En vez de entrar en la discusión, McMurphy se limita a mirar fijamente a Harding y por fin pregunta en tono impersonal:

—¿De verdad cree que la farsa celebrada en la reunión de hoy puede contribuir a curarle, puede hacerle algún bien?

—¿Por qué íbamos a someternos a ello si no, querido amigo? El personal está tan interesado en que sanemos como nosotros mismos. Es posible que la señorita Ratched sea una mujer madura algo estricta, pero no es una especie de monstruo del gallinero, cuyos sádicos propósitos sean sacarnos los ojos. ¿No pensará así de ella, verdad?

—No, amigo, eso no. No quiere sacarle los ojos. No es eso lo que busca.

Harding se estremece y veo que sus manos comienzan a asomar entre sus rodillas, que se arrastran como arañas blancas entre dos ramas cubiertas de musgo, y que van subiendo por las ramas hacia el tronco que las une.

—¿Los ojos no? —dice—. ¿Podría decirnos, entonces, qué busca la señorita Ratched?

McMurphy hace una mueca.

—¿Pero, no lo sabe, amigo?

—No, ¡claro que no! Quiero decir si insis...

—Quiere arrancarle las pelotas, compañero, sus queridas pelotas.

Las arañas llegan  a la juntura del tronco y ahí se quedan, temblorosas. Harding intenta sonreír, pero tiene la cara y los labios  tan pálidos que la sonrisa se difumina. Mira con fijeza a McMurphy. Éste se quita el cigarrillo de la boca y repite lo que acaba de decir.

—Las pelotas, ni más ni menos.
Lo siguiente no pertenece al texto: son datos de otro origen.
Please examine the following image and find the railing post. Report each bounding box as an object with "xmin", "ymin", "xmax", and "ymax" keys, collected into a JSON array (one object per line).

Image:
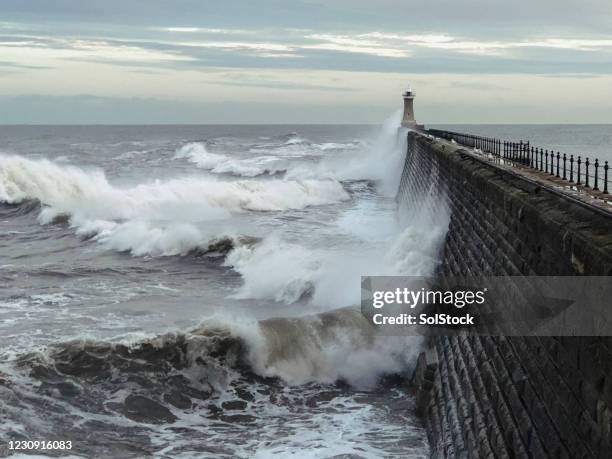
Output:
[{"xmin": 563, "ymin": 153, "xmax": 567, "ymax": 180}]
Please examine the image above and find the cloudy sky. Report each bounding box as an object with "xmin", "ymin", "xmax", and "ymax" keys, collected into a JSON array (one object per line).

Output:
[{"xmin": 0, "ymin": 0, "xmax": 612, "ymax": 123}]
No, esa enfermera no es una especie de monstruosa gallina, amigo, es una capadora. He conocido a miles como ella, jóvenes y viejos, hombres y mujeres. Los he visto por todo el país y en muchas casas; gente que intenta desarmar a los demás, para hacerles marcar el paso, seguir sus reglas, vivir según sus dictados. Y la mejor forma de conseguirlo, de doblegar a alguien, es cogerle por donde más duele. ¿Nunca te han dado una patada en los huevos en una pelea, amigo? ¿Te deja frío, verdad? Es lo peor que hay. Te da náuseas, te deja sin fuerzas. Cuando te enfrentas con un tipo que quiere doblegarte a base de que tú pierdas terreno en vez de intentar ganarlo él, cuidado con su rodilla, seguro que intentará darte en las partes. Y eso es lo que hace esa urraca, intenta darte en las partes.